US spot Bitcoin exchange traded funds returned to positive territory on Tuesday, drawing $257.7 million in fresh inflows as Bitcoin rebounded to around $65,000. The recovery snapped a string of daily outflows and offered a brief sense of relief to investors after weeks of sustained redemptions.
According to data from SoSoValue, the latest inflows marked the strongest single day of gains since early February. The turnaround more than erased Monday’s $203.8 million in outflows and nudged weekly flows back into positive ground following five straight weeks of net withdrawals totaling $3.8 billion.
The move comes at a time when market sentiment remains fragile, with a large portion of Bitcoin’s circulating supply currently sitting at a loss and institutions trimming exposure in the final quarter of 2025.
Fidelity and BlackRock Lead the Charge
The bulk of Tuesday’s inflows were driven by two of the largest players in the market. Fidelity Investments led the day with nearly $83 million flowing into its spot Bitcoin product, the Fidelity Wise Origin Bitcoin Fund. Close behind was BlackRock, which saw $79 million added to its iShares Bitcoin Trust ETF.
The renewed demand helped stabilize cumulative net flows, which remain above $54 billion. Although that figure is below the peak of more than $62 billion reached in October 2025, it suggests that a significant base of investors has maintained long term positions despite recent volatility.
Even so, the broader picture shows moderation. Since the beginning of 2026, total assets under management across US spot Bitcoin ETFs have dropped by 30.5 percent, sliding from roughly $117 billion to $81.3 billion. The decline reflects both falling Bitcoin prices earlier in the year and consistent redemptions before this week’s rebound.
Institutional Selling Weighs on Sentiment
While ETF inflows provided a short term boost, separate data points to continued institutional caution.
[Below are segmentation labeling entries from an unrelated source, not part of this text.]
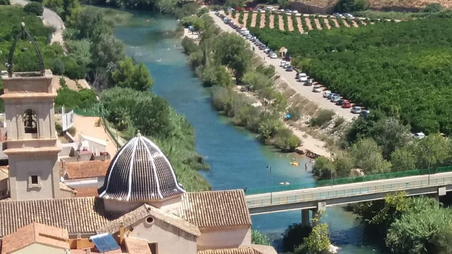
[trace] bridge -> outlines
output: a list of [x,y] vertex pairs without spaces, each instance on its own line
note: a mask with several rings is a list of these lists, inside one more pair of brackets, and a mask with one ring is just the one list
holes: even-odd
[[[442,172],[422,174],[425,170],[418,170],[404,171],[408,172],[404,174],[380,174],[377,175],[387,177],[389,174],[389,178],[343,184],[338,184],[336,180],[325,180],[317,182],[323,185],[320,187],[302,186],[284,190],[286,186],[274,186],[272,189],[274,188],[276,191],[267,189],[270,191],[256,194],[253,192],[258,191],[250,189],[246,192],[246,199],[251,215],[301,210],[302,221],[306,223],[309,222],[310,210],[313,216],[318,210],[325,210],[328,206],[381,200],[390,193],[404,191],[409,196],[433,195],[438,199],[452,190],[452,168],[439,168],[434,171]],[[415,175],[390,177],[398,173]],[[327,183],[332,184],[325,186]]]

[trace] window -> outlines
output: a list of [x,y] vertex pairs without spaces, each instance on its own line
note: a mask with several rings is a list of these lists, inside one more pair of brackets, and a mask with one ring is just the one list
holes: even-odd
[[159,244],[158,243],[149,243],[149,248],[150,249],[150,253],[152,254],[159,254]]
[[39,182],[37,181],[37,175],[31,176],[31,184],[38,184]]
[[24,126],[26,133],[37,133],[37,126],[36,122],[36,112],[34,110],[28,109],[24,112]]

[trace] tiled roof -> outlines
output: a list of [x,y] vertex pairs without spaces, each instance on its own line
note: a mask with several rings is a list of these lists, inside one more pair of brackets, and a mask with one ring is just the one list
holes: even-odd
[[65,178],[72,180],[105,177],[110,162],[110,160],[107,160],[64,163],[63,169]]
[[232,248],[230,249],[206,249],[199,250],[198,254],[263,254],[253,248]]
[[241,189],[184,193],[180,210],[182,218],[200,228],[251,225]]
[[184,192],[163,153],[139,133],[111,161],[99,197],[123,201],[160,200]]
[[0,201],[0,238],[32,222],[67,228],[69,233],[91,233],[108,220],[95,198]]
[[67,230],[40,223],[31,223],[5,236],[2,254],[8,254],[33,243],[62,249],[69,249]]
[[124,241],[129,254],[152,254],[147,241],[144,239],[126,237]]
[[135,210],[106,224],[103,227],[99,228],[97,232],[98,233],[104,232],[115,233],[119,229],[121,220],[122,220],[124,227],[128,227],[137,221],[148,216],[164,221],[194,236],[201,235],[201,232],[196,226],[172,213],[147,204],[144,204]]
Bloomberg ETF analyst James Seyffart reported that institutional investors, led by advisers and hedge funds, sold approximately 25,000 Bitcoin during the fourth quarter of 2025.

Source: James Seyffart
At current prices, that amounts to about $1.6 billion. Although sizable in dollar terms, the sale represents only a small portion of Bitcoin’s roughly $1.3 trillion market capitalization. Institutions still hold about 311,700 BTC, according to Seyffart’s estimates, underscoring that professional investors remain heavily involved in the asset class even as they rebalance positions.
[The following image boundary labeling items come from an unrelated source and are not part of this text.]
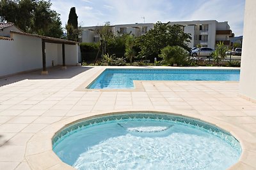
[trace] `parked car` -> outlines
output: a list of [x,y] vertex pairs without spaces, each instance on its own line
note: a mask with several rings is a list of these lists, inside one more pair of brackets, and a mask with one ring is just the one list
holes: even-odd
[[200,56],[210,57],[212,55],[213,52],[214,50],[212,48],[209,47],[201,47],[200,48],[196,48],[194,50],[192,50],[190,55],[192,55],[193,57],[196,57],[199,55],[200,53]]
[[242,48],[236,48],[235,50],[232,51],[228,51],[226,52],[226,55],[241,55],[242,54]]

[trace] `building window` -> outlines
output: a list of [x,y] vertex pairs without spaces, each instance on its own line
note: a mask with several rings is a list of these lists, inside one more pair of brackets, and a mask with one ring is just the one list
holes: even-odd
[[93,41],[95,43],[97,43],[97,42],[100,41],[100,38],[99,37],[94,37]]
[[202,25],[199,25],[199,30],[202,30]]
[[142,32],[147,32],[148,31],[148,27],[142,27]]
[[125,34],[127,32],[125,27],[120,28],[120,34]]

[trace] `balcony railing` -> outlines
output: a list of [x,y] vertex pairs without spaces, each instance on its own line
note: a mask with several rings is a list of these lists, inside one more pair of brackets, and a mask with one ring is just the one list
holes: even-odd
[[216,31],[217,35],[232,35],[231,30],[217,30]]

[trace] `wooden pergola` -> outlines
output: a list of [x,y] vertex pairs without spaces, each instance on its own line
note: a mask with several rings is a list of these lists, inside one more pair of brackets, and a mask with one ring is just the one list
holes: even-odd
[[47,74],[48,72],[46,70],[46,55],[45,55],[45,43],[56,43],[62,45],[62,69],[65,69],[65,45],[76,45],[77,42],[62,39],[60,38],[54,38],[50,37],[42,37],[42,53],[43,57],[43,71],[42,74]]
[[15,31],[10,31],[11,33],[41,38],[42,39],[42,61],[43,61],[43,70],[41,73],[42,74],[48,74],[48,71],[46,69],[46,55],[45,55],[45,43],[54,43],[54,44],[61,44],[62,45],[62,69],[65,69],[67,68],[65,63],[65,45],[76,45],[78,42],[66,40],[60,38],[43,36],[39,35],[35,35],[25,32],[19,32]]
The Q4 selling adds context to the recent wave of ETF outflows seen earlier this year. As institutions adjusted portfolios toward year end, pressure filtered through to exchange traded products, contributing to the five week stretch of redemptions that preceded Tuesday’s recovery.
Nearly Half of Bitcoin Supply Underwater
Market analysts estimate that close to 9 million Bitcoin, or roughly 45 percent of the circulating supply, are currently underwater. In simple terms, nearly half of all coins are worth less than the price at which they were last purchased.
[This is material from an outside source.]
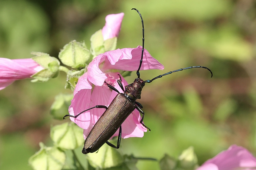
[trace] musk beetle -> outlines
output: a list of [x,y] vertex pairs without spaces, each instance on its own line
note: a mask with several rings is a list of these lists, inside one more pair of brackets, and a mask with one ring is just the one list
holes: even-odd
[[[124,88],[121,83],[121,76],[120,75],[119,75],[120,78],[119,79],[117,80],[117,82],[121,89],[124,91],[123,93],[119,92],[114,87],[105,82],[109,88],[118,93],[108,107],[103,105],[96,105],[82,112],[75,116],[67,115],[63,118],[64,119],[67,116],[76,118],[83,113],[95,108],[101,108],[106,109],[102,115],[100,117],[92,127],[85,139],[84,145],[82,150],[82,153],[84,154],[89,153],[92,153],[97,151],[105,143],[115,148],[119,148],[122,134],[122,124],[135,109],[138,110],[142,114],[142,117],[140,123],[150,131],[150,129],[143,123],[144,113],[141,109],[143,107],[142,106],[136,101],[137,99],[140,99],[141,91],[145,85],[145,83],[151,83],[153,80],[173,73],[194,68],[202,68],[207,69],[211,72],[211,77],[212,77],[212,73],[209,68],[205,67],[196,66],[191,66],[170,71],[160,75],[151,80],[144,81],[140,79],[139,71],[142,64],[144,51],[144,24],[141,14],[139,10],[135,8],[133,8],[132,10],[136,10],[139,14],[142,24],[142,50],[139,66],[136,73],[138,77],[135,79],[133,82],[125,86]],[[108,140],[115,133],[118,128],[119,133],[117,146],[116,146],[108,142]]]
This metric highlights the strain many holders are facing after the asset’s pullback from late 2025 highs. When a large share of supply sits at a loss, it can dampen enthusiasm and increase sensitivity to price swings, as investors weigh whether to cut losses or hold out for a rebound.
Despite these pressures, Bitcoin’s recent climb back to $65,000 has helped ease some of the immediate stress in the market. Traders are watching closely to see whether ETF inflows can continue and support a more sustained recovery.
From Speculation to Maturity
Industry executives argue that volatility and uneven participation are part of Bitcoin’s gradual transition into a more established asset. Matt Hougan, chief investment officer at Bitwise Asset Management, said the current phase reflects an evolution rather than a setback.
Writing on X, Hougan noted that markets do not move from pure speculation to stability overnight. Instead, they pass through multiple stages, each marked by shifts in investor composition and risk appetite.
For now, the renewed inflows into spot Bitcoin ETFs suggest that demand from certain segments of the market remains intact. Yet with institutions having trimmed holdings in late 2025 and a substantial portion of supply still at a loss, sentiment remains cautious.
Whether Tuesday’s strong inflow signals the start of a broader turnaround or simply a temporary pause in a longer consolidation phase will likely depend on price stability, macro conditions and continued participation from large asset managers.